← all lessons
System Design · Consistency & Replication ·

Change Data Capture: Streaming Every Write Without Touching Your Application Code

Core concept
When multiple systems need to react to changes in a database — a search index, a cache, an analytics pipeline — the naïve approach is to write to all of them in your application code. This creates tight coupling and silent inconsistency whenever one write succeeds and another fails. Change Data Capture (CDC) takes a different route: it reads the database's own internal changelog (the same append-only log the database uses for crash recovery) and turns every insert, update, and delete into an event stream that downstream consumers can subscribe to independently. Because the source of truth is the database log itself — not your application — you can add new consumers without changing a single line of business logic.

Diagram

flowchart LR
    A[App] -->|writes| B[Primary DB]
    B -->|replication log| C[CDC Reader]
    C -->|event stream| D[Search Index]
    C -->|event stream| E[Cache Invalidator]
    C -->|event stream| F[Analytics Pipeline]
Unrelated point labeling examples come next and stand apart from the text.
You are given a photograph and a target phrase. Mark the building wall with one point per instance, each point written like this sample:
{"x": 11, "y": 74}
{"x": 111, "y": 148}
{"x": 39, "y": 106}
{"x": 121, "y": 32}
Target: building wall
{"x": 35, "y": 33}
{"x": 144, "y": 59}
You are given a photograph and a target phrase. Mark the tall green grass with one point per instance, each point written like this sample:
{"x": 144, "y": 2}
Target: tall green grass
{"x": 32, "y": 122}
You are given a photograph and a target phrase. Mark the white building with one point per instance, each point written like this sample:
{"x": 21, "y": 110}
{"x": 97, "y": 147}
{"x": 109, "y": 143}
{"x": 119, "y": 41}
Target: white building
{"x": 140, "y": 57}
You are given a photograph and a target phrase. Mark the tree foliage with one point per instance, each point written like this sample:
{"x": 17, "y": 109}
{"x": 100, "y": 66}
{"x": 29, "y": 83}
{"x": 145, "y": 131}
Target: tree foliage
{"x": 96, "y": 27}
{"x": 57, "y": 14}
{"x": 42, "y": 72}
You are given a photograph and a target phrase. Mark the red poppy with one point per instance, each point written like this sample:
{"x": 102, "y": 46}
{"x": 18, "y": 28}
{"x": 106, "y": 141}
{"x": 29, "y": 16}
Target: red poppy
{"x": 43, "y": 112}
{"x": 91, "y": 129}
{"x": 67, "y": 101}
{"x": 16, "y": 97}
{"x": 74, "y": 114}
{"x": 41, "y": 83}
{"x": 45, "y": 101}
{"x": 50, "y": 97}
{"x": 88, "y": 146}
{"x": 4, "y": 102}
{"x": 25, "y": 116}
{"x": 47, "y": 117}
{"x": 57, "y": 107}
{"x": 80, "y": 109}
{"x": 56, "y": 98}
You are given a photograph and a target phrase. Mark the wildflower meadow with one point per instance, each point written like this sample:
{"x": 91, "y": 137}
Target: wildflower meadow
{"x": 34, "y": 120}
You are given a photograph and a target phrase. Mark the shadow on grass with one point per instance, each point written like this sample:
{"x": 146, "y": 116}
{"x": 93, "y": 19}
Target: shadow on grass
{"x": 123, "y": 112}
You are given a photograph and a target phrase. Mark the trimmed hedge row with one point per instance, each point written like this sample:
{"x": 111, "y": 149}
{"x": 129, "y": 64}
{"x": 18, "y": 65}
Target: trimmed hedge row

Concrete real-world example
Imagine an e-commerce platform where a product's price changes in the primary PostgreSQL (a popular open-source relational database) table. Without CDC, the application must also update Elasticsearch (a distributed full-text search engine) and invalidate a Redis (an in-memory key-value store) cache in the same request. If Elasticsearch is temporarily down, the price stays stale in search results indefinitely. With CDC — using a tool like Debezium (an open-source CDC connector that reads database logs) — the price change is captured from PostgreSQL's WAL (write-ahead log: append-only record of every DB change) and published to a Kafka (a distributed, high-throughput event streaming platform) topic. Elasticsearch and Redis each consume that topic at their own pace, and if either is down it simply replays from where it left off when it recovers.

One trade-off / gotcha
CDC gives you at-least-once delivery (each event arrives one or more times, never zero), not exactly-once. If your consumer crashes mid-processing, it will re-read and re-apply the same event on restart. Consumers must therefore be idempotent (safe to apply the same operation multiple times without changing the outcome beyond the first application) — updating a row to price = 49.99 twice is fine; incrementing a counter twice is not.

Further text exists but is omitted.